The nano-vibration analyzer consists of a laserinterferometric vibrometer and a technical microscope.
The software enables surface vibration to be visualized in three-dimensions.

The heart of the vibrometer is a Michelson interferometer. The optical-fiber coupling allows the use of a relatively small sensor, which is free from thermal effects of the laser. Used in conjunction a technical microscope, it forms a high-performance set-up for measuring the lengths and vibrations of MEMS, micro-objects and cantilevers.
According to the manufacturer, this device is characterized by a distance resolution of 5 pm and a frequency measuring range from 0 to 5 MHz. Interchangeable objectives enable the laser spot diameter and the working distance to the object to be varied. For example, the laser spot diameter of a 50x objective is < 2 μm. A positioning table with a 50 mm x 50 mm traversing range enables an object to be scanned. The object measured is observed by an integrated USB camera.
Special software enables the script-controlled scanning of the object measured, and also provides the possibility of spectral analysis and averaging of the measurement data. The velocity and acceleration of the movement of the vibration can be calculated, and the surface vibration displayed in 3D.

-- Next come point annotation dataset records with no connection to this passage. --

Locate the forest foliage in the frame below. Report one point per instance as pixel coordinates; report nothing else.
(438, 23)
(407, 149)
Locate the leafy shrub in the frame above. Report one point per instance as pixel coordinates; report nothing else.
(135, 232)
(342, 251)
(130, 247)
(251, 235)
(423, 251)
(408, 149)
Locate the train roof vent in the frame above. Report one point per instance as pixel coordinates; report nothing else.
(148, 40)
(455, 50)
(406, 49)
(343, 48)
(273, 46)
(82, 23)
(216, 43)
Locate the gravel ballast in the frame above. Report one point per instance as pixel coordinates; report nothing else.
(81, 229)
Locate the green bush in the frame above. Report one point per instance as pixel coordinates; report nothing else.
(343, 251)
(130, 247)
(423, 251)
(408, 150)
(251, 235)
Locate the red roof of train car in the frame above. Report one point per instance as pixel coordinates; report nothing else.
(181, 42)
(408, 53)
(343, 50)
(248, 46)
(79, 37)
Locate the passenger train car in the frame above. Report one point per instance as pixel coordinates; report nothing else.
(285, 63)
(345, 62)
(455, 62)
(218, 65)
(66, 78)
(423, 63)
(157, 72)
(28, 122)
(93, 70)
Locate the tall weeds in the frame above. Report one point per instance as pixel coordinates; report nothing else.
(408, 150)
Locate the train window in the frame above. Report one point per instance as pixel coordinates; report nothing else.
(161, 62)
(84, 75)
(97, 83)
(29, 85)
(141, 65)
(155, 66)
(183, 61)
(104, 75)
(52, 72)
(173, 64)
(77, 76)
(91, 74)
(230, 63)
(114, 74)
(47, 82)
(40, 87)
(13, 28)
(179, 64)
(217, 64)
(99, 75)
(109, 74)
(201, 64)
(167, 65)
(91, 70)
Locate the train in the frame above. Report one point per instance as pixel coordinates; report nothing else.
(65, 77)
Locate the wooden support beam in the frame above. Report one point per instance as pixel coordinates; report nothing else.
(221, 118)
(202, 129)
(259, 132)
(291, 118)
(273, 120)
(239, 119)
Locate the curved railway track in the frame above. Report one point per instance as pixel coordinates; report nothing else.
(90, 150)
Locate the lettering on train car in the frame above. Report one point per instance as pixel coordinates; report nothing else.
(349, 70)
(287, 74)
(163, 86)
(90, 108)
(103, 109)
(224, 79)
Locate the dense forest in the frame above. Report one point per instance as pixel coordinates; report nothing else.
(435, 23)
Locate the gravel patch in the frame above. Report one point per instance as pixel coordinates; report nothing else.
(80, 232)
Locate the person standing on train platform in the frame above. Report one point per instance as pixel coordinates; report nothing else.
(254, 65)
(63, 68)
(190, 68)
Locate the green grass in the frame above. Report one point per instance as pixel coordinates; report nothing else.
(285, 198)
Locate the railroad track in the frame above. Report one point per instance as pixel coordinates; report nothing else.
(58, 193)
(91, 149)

Analysis of the surface topography

The nanopositioning and nanomeasuring machine NMM-1 is an all-purpose device for analyzing the surface topography of microstructures and MEMS.

The nanopositioning and nanomeasuring machine enables topographical analysis of microstructures and micro-electromechanical systems.

The high resolution of 0.1 nm in a measuring range of 25 mm x 25 mm x 5 mm together with the option of integrating various scanning systems enable 2D and 3D measurements to be made over a very large measuring range.

The precision of the nanopositioning and nanomeasuring machine is based on the arrangement of the three laser interferometers for position measurement. The three measuring beams meet at a point at which the scanning system also has its measuring point. This maintains the Abbe comparator principle in all three measuring axes. The scanning system serves as a zero point indicator within the nanopositioning and nanomeasuring machine. This maintains the Abbe comparator principle throughout the measurement. Optical and tactile scanning systems each have different characteristics and fields of application. Therefore it is important to select the best scanning system for each particular measuring task. All the scanning systems used have high reproducibility, and can be exchanged and mounted with the aid of a simple adapter on the metrological frame of the nanopositioning and nanomeasuring machine. The analog interface of the machine is open for the use of other, newer scanning systems. The following scanning systems are currently integrated into the nanopositioning and nanomeasuring machine:

  • Laser focus sensor
  • Atomic force microscope
  • White-light interferometer
  • 3D microsensor

These enable the machine to be used for diverse applications, such as positioning, manipulating, processing and measuring objects in fields such as microelectronics, micromechanics, optics and microsystem engineering.

Application examples of the nanopositioning and nanomeasuring machine: a) Hemispherical lens, b) Step height standard, c) Microlens array, d) Flatness standard

Measuring uncertainties in the subnanometer range can be achieved. The measuring range of these high resolution measuring systems can be extended when used in conjunction with a scanning probe microscope. The nanopositioning and nanomeasuring machine is thus an all-purpose device for 2D and 3D measurement of MEMS and micro-objects.